How Graphtage Works

In general, optimally mapping one graph to another cannot be executed in polynomial time [1], and is therefore not tractable for graphs of any useful size [*]. This is true even for restricted classes of graphs like DAGs [2]. However, trees and forests are a special case that can be mapped in polynomial time, with reasonable constraints on the types of edits possible. Graphtage exploits this.

Why Mapping Trees is Complex

Ordered nodes in the tree (e.g., JSON lists) and, in particular, mappings (e.g., JSON dicts) are challenging. Most extant diffing algorithms and utilities assume that the structures are ordered. Take this JSON as an example:

Original JSON

Modified JSON

    "foo": [1, 2, 3, 4],
    "bar": "testing"
    "foo": [2, 3, 4, 5],
    "zab": "testing",
    "woo": ["foobar"]

Existing tools effectively canonicalize the JSON (e.g., sort dictionary elements by key and format lists with one item per line), and then perform a traditional diff:

$ cat original.json | jq -M --sort-keys > original.canonical.json
$ cat modified.json | jq -M --sort-keys > modified.canonical.json
$ diff -u original.canonical.json modified.canonical.json
 2-  "bar": "testing",
 3   "foo": [
 4-    1,
 5     2,
 6     3,
 7-    4
 8-  ]
 9+    4,
10+    5
11+  ],
12+  "woo": [
13+    "foobar"
14+  ],
15+  "zab": "testing"

Not entirely useful, particularly if the input files are large. The problem is that changing dict keys breaks the diff: Since “bar” was changed to “zab”, the canonical representation changes and they are considered separate edits (lines 2 and 15 of the diff).

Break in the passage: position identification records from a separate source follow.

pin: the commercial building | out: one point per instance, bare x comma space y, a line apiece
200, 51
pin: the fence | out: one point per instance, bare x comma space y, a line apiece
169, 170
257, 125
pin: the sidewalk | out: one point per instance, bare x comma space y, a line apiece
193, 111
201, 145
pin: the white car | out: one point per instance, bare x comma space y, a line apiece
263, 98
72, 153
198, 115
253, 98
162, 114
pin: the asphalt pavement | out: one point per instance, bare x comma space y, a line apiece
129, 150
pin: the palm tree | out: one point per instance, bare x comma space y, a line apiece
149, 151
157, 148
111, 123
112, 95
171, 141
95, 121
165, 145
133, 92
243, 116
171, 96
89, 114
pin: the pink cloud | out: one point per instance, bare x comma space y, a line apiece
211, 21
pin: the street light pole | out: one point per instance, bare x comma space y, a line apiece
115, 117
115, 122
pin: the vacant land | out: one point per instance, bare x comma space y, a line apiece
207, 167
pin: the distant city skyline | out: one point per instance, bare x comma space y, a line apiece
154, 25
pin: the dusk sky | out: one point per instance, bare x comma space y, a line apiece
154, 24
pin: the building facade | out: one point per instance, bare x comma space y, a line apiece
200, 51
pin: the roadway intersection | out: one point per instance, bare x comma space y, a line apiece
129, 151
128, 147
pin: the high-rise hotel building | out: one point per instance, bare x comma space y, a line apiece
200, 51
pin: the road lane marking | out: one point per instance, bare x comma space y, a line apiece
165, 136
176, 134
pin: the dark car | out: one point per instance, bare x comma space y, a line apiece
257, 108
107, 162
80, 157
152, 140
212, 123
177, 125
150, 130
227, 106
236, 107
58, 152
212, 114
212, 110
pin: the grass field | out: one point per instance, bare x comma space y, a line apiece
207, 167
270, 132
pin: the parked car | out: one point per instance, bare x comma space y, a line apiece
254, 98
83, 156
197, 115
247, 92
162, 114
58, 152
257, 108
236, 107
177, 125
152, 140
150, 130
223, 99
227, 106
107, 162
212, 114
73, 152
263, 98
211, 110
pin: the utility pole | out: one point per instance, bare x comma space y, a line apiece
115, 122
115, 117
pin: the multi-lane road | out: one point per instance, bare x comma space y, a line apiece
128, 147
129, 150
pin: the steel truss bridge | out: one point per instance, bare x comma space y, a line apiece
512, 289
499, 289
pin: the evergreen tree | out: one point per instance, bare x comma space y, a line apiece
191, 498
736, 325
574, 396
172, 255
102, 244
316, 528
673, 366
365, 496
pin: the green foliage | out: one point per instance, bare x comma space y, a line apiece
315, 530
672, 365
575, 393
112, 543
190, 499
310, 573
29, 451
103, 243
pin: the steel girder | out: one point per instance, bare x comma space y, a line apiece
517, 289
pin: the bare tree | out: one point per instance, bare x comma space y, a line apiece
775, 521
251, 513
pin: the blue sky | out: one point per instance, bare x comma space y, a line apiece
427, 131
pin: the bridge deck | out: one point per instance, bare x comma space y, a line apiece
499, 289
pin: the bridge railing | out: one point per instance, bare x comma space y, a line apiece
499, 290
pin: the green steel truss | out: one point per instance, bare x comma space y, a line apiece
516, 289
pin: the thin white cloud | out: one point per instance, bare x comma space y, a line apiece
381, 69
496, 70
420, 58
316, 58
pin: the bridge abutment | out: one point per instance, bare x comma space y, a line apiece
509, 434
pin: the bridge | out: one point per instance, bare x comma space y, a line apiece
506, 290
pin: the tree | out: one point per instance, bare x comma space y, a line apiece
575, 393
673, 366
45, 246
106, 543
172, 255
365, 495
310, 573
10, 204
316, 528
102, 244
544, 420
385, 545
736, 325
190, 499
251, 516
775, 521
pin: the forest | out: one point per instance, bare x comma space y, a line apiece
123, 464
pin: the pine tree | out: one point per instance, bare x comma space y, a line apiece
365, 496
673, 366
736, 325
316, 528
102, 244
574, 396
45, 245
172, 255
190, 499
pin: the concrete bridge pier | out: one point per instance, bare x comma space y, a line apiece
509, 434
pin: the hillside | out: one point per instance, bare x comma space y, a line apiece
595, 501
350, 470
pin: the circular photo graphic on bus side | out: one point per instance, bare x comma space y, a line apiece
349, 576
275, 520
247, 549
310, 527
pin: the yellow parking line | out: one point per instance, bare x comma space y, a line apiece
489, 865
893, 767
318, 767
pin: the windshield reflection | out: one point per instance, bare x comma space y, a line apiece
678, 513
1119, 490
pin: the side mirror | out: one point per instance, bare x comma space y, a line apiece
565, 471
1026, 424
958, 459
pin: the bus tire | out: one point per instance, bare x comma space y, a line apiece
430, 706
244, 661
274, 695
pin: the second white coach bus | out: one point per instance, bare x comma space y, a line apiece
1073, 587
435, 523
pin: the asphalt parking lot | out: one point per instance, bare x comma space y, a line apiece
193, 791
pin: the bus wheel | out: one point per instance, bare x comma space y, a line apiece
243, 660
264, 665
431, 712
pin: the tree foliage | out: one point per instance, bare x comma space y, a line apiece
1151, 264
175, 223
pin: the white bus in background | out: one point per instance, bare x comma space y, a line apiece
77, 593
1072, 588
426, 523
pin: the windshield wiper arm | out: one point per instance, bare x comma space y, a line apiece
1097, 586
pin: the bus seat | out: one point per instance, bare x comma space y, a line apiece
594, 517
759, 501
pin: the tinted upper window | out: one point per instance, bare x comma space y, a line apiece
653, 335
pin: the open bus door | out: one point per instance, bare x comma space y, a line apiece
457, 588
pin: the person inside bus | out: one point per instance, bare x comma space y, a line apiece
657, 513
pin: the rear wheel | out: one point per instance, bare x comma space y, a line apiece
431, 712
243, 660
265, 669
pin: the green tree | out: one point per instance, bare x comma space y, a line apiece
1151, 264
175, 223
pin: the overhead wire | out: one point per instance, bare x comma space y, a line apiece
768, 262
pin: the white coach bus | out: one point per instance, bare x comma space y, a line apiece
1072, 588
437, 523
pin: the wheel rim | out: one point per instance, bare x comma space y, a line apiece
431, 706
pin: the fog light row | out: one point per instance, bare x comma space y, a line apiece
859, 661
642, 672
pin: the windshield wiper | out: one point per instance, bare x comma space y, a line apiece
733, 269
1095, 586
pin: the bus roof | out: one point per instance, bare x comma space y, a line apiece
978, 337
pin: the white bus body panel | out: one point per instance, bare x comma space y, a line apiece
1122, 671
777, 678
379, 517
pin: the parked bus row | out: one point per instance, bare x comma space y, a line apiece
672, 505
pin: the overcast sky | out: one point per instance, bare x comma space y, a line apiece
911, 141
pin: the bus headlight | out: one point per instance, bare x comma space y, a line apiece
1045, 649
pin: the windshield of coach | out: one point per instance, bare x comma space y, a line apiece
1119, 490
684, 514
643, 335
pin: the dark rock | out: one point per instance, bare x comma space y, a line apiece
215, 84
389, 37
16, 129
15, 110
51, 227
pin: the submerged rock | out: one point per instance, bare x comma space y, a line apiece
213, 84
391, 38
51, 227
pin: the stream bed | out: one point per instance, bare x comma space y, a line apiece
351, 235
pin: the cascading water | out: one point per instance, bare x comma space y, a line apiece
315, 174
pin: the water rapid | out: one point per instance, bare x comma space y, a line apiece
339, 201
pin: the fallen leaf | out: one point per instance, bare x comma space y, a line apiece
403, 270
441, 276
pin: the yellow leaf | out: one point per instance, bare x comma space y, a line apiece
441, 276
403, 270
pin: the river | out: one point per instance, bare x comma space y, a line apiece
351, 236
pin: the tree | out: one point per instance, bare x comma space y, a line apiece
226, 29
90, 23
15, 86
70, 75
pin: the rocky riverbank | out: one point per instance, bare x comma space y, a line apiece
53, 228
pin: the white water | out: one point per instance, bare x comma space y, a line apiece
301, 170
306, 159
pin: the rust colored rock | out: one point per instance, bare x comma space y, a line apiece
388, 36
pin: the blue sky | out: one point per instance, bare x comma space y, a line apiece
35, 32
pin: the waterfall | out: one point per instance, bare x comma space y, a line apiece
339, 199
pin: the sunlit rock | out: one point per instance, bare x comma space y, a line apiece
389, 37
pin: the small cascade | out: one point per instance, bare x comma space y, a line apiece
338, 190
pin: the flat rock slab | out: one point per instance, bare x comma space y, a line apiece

Matching Ordered Sequences

Graphtage matches ordered sequences like lists using an “online” [3], “constructive” [4] implementation of the Levenshtein distance metric [5], similar to the Wagner–Fischer algorithm [6]. The algorithm starts with an unbounded mapping and iteratively improves it until the bounds converge, at which point the optimal edit sequence is discovered. This is implemented in the graphtage.levenshtein module.

Matching Unordered Collections

Dicts are matched by solving the minimum weight matching problem [7] on the complete bipartite graph from key/value pairs in the source dict to key/value pairs in the destination dict. This is implemented in the graphtage.matching module.